眼瞼痙攣
眼瞼けいれんとは
眼瞼けいれんとは、自分の意志に関係なく、両目の周りの筋肉が痙攣する病気です。なんらかの原因で脳から神経へ正しく指令が伝わらず発症します。眼瞼けいれんでは、まばたきがうまく出来ず、目を閉じると開かなくなる症状が出現します。初期症状はドライアイと似ています。眼瞼けいれんでは症状がゆっくりと進行し、ドライアイ症状だけでなく、まぶたの動きに制限がでるようになります。

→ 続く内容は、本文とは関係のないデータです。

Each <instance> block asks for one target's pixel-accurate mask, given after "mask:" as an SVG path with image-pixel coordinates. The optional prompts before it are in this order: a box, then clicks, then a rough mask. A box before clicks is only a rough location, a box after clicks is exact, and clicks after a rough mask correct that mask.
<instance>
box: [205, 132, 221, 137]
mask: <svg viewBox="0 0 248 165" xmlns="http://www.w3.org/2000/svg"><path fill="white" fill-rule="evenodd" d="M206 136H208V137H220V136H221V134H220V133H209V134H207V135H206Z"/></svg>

治りにくい病気で、中高年に多く、女性は男性の2.5倍もかかりやすいといわれています。目がまったく開けられないほど重症な例は少ないですが、一見しただけでは分からないような軽症例を含めると、日本には30~50万人以上の患者さんがいるといわれています。
眼瞼けいれんの症状
眼瞼けいれんでは下記の症状がみられます。
①目を開けているのが辛い
②目が乾く
③光がまぶしい
④目がショボショボする
⑤まばたきの回数が多くなった
⑥目の周辺が不快に感じる
さらに気分が落ち込む、憂鬱な気分になる、不安、不眠などの精神症状を持つ方も半数近くあり、うつ病などと間違えられることもあります。
眼瞼けいれんの原因
眼瞼けいれんの原因は、大きく3つに分けられます。
①本態性眼瞼けいれん(原因不明)
②症候性眼瞼けいれん(脳梗塞やパーキンソン病などによる)
※症候性とは、ある病気が原因となって症状が引き起こされることをいいます。
③薬剤性眼瞼けいれん(睡眠導入薬や抗精神薬などの内服薬による)
眼瞼けいれんの原因は不明なことが多いですが、放っておいて自然に治る病気ではありません。症状が進行すると痙攣の頻度が増加し、まぶたが開かなくなる、目が見えなくなる事もあります。
眼瞼けいれんの治療
眼瞼けいれんの治療は大きく4つに分けられます。
①遮光眼鏡、クラッチ眼鏡
眼瞼けいれんによる眩しさに対しては遮光眼鏡を用います。またクラッチ眼鏡というまぶたを押し上げる機能がついた眼鏡をかけることで症状が緩和することがあります。
②内服や点眼
人工涙液の点眼や内服薬(抗コリン製剤、抗うつ薬など)を投与します。
③ボツリヌス療法(ボトックス注射)
医療用に抽出されたボツリヌス菌の毒素を痙攣している筋肉に注射する方法です。治療時間も短く、通常は入院も不要で次の日からは、普段と変わりなく生活をできます。効果の高い治療方法ですが、数ヶ月しか効果はありません。何度も繰り返し治療を受ける必要があります。
④外科的治療
眼輪筋という目の周りの筋肉を切除する方法が用いられます。
院長コメント
まぶたがピクピクして、まるで痙攣したように感じる病気は眼瞼ミオキミアといいます。こちらの症状を眼瞼けいれんと勘違いされる方も多くいらっしゃいます。実際のところは「目が開けているのが辛い」「目が開かない」という症状が眼瞼けいれんという病気になります。